Once that commitment is established, use automated build processes to hold the modelling team to account (we’ll come back to this).
3. Accountability and management
Depending on your background and who you work with, this may sound crazy but - You have to teach your data scientists Version Control. Even if they say they use it already. Get everyone in a room. Open an issue, get them to create a branch and open a Pull Request (PR). Finally, get them to check the status of the build that ran from the commit to the PR.
Be very careful at this point, it’s easy to lose people. Build the lesson on a dummy example so everything works, under no circumstances use an existing code-base. They have to see the process work. They have to feel the liberation that comes from being able to share functional code across the team. It’s worth it.

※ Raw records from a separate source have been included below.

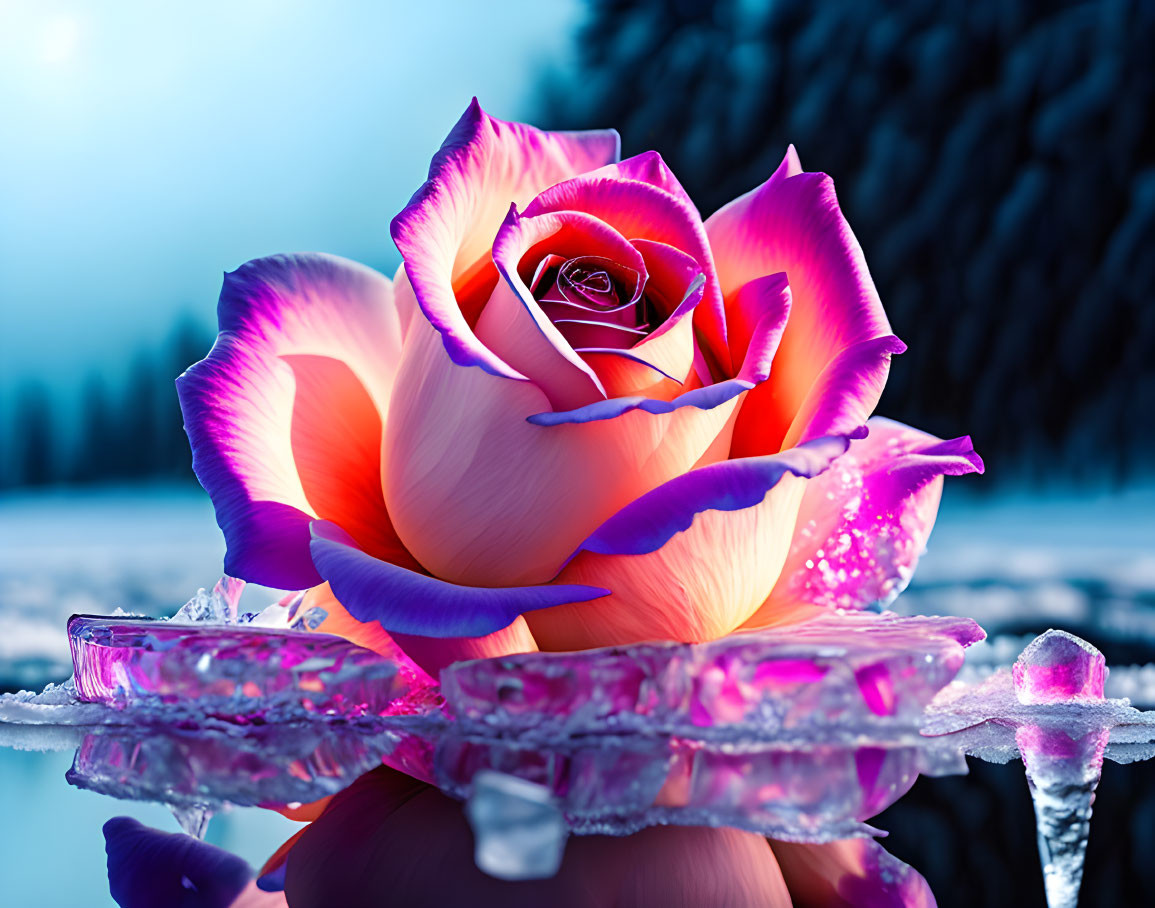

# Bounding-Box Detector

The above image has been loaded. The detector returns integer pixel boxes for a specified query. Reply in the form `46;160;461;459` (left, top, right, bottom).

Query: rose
178;101;981;675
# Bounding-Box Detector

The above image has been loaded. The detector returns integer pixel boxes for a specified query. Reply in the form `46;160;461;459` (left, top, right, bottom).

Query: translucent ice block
68;615;424;718
441;612;982;744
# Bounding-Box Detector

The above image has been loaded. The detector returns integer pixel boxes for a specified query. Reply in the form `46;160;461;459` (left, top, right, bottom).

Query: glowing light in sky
41;15;80;63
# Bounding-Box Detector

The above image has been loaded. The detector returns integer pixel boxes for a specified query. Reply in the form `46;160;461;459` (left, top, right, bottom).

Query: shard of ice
1014;631;1107;908
170;576;246;625
170;803;213;839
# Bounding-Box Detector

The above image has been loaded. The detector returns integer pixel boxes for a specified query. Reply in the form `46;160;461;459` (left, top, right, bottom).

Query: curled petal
725;271;791;372
707;151;896;449
384;317;745;587
768;838;937;908
104;816;252;908
745;418;984;628
176;254;412;589
526;374;753;428
527;435;855;650
732;334;906;458
594;149;700;215
308;579;540;678
524;162;730;379
309;521;608;639
390;99;620;380
582;240;703;399
479;206;651;409
572;435;855;558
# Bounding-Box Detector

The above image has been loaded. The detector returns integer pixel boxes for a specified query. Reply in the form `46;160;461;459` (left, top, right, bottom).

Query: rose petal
525;372;753;428
768;838;937;908
383;316;747;587
526;435;855;649
309;520;608;639
528;284;791;431
706;149;897;449
478;206;652;409
104;816;252;908
284;765;792;907
724;271;790;375
282;354;421;571
732;334;906;458
390;99;620;380
597;149;700;214
524;160;730;379
176;253;411;589
743;418;984;627
311;569;544;677
581;240;703;399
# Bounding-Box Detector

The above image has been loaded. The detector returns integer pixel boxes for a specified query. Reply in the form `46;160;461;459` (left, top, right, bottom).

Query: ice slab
68;614;425;719
441;612;982;745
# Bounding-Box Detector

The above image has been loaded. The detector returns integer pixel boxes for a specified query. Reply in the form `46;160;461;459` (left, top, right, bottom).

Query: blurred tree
70;373;117;483
12;382;55;487
158;315;215;479
53;314;214;487
541;0;1155;486
120;352;161;479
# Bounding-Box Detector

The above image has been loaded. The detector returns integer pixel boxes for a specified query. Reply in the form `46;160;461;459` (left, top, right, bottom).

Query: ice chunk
170;576;246;625
1013;630;1106;704
465;771;567;880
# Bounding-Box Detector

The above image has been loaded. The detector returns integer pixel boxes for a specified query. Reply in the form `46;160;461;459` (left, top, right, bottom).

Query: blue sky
0;0;584;409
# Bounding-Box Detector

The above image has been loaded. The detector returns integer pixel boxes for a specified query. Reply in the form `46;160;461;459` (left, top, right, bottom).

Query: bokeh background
1;1;1153;905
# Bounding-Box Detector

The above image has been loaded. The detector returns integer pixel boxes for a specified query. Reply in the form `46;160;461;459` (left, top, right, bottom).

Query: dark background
539;0;1155;490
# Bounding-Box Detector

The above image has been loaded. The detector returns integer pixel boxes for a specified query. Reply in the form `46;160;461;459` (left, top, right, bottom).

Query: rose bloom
178;100;981;678
161;100;985;908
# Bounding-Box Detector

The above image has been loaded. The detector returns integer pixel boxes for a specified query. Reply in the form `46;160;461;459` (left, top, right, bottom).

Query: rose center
531;255;657;352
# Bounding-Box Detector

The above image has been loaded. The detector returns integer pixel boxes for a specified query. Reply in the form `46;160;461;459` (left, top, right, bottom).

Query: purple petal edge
573;433;863;559
309;521;610;638
526;376;756;427
389;99;620;380
177;334;322;590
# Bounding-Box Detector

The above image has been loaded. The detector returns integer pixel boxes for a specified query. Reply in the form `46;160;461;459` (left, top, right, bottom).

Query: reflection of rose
178;101;981;674
104;766;936;907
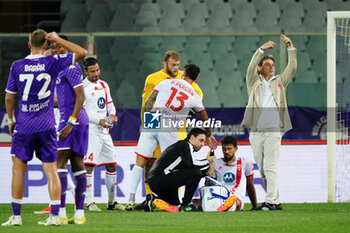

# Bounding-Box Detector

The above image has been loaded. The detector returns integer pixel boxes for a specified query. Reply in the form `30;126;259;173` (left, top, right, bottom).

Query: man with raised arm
242;34;297;211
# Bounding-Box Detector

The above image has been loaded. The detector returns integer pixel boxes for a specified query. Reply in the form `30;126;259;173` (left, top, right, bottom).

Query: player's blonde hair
163;50;180;62
29;29;47;48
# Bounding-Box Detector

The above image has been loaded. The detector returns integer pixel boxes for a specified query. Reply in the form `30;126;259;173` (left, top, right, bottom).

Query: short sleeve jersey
152;79;204;128
213;156;254;202
55;62;89;129
5;53;75;134
142;69;203;104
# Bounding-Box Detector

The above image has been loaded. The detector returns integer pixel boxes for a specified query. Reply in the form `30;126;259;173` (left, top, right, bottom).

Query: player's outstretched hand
281;34;293;48
207;135;217;150
59;124;73;139
45;32;59;42
260;41;276;51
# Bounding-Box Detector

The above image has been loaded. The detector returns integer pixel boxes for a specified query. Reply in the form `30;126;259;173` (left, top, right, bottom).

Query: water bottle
106;115;114;127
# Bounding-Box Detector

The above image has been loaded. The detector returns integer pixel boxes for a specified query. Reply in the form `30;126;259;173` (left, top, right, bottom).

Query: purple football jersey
56;62;89;130
5;53;74;134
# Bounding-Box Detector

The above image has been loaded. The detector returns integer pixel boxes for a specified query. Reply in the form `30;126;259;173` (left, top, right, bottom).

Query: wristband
67;116;77;125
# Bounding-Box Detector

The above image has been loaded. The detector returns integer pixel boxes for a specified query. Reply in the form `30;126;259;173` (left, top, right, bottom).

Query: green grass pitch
0;203;350;233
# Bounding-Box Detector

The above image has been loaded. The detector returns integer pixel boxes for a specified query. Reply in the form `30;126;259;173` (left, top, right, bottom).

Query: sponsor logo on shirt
223;172;235;184
97;97;106;109
21;99;50;112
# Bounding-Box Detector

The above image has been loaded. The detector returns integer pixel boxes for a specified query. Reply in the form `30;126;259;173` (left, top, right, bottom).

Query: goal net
327;12;350;202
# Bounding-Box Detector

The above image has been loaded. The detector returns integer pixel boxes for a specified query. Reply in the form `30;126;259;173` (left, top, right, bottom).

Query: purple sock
11;202;22;216
50;203;60;216
58;171;68;208
75;171;87;210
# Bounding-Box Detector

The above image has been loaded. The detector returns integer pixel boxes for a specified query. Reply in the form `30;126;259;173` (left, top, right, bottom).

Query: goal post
327;11;337;203
327;11;350;203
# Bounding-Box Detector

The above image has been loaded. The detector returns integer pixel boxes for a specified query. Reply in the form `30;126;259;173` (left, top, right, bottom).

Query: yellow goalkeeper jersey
142;69;203;105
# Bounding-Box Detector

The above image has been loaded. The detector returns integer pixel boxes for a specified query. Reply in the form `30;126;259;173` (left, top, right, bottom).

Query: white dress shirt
256;75;282;131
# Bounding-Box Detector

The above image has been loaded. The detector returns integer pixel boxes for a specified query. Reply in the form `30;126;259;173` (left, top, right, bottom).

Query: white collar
25;54;44;59
259;75;276;83
187;141;195;155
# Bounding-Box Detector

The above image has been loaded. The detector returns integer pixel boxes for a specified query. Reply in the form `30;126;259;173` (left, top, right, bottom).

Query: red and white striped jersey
83;78;115;134
212;155;254;202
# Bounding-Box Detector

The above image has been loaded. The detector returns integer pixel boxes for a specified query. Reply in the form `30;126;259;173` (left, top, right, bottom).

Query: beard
223;155;234;163
165;67;177;77
88;76;99;82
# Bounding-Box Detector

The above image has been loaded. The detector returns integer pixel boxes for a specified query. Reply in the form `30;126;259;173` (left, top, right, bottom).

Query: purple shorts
57;124;89;156
11;128;57;163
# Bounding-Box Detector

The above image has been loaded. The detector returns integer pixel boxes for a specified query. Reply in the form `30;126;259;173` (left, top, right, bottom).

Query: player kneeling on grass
147;128;216;212
202;136;258;211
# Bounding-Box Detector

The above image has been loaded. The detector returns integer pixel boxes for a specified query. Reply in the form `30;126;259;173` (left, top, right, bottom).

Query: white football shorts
84;132;116;166
135;131;179;159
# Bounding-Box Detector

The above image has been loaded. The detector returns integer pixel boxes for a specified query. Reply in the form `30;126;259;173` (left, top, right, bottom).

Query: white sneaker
37;216;60;226
125;201;136;211
107;201;125;210
86;202;101;211
2;216;22;226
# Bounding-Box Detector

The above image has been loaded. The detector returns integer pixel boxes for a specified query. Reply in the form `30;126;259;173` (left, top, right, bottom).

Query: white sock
105;172;117;205
129;165;143;202
49;214;58;219
86;174;93;205
59;207;66;218
67;174;76;197
74;209;84;219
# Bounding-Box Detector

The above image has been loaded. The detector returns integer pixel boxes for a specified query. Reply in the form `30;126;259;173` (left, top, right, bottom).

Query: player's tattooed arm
144;91;158;112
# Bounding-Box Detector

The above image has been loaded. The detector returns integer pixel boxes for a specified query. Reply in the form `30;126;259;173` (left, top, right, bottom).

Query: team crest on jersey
97;97;106;109
223;172;235;184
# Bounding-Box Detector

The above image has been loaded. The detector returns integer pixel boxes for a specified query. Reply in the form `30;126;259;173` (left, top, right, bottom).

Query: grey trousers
249;131;282;204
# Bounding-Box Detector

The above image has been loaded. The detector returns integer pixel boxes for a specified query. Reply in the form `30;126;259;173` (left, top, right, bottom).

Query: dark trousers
149;168;202;206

The alternative is that you get an email once a week with an ‘update to the model’ with an ambiguous description of how good it is and you spend the next week trying to make it work. The modelling team gets more and more disconnected from the production environment and so more incompatibility arises. You spend all your time hacking together terrible solutions that are not performing and are unmaintainable. And the best one: you’re responsible for when a model doesn’t behave the same way as it did on the author’s Windows 7 desktop.
4. Don’t be too fussy
Once you get the modelling team enjoying the version control workflow, relax. Help them get the builds to pass, and explain why they broke. At this point it’s easy and we’re all enjoying the chance to understand how production hardware works together.
Start adding tests and encourage them to as well. Show them how the tests are run and why breaking builds/tests are great.
Only test end-to-end functionality. Don’t try to be too thorough with your tests. They’re already struggling with the rules so just make sure the code does what you need it to do. Be generous during code reviews. They will enjoy doing them but make reviews about functionality - not style or maintainability. Never do anything to risk losing their motivation with the process.
We must find ways of achieving high standards in a scalable solution deployment while also fostering the growth of software development skills in those of us with varied backgrounds. At Kablamo, the majority of our projects are novel innovations for our clients rather than reboots, rewrites or refreshment projects.
We’ve made a name for ourselves as being the team that delivers insight and vision for aspirational projects where the pathway to success is murky. It is the focused development of skills within a multidisciplinary team that puts us in this position.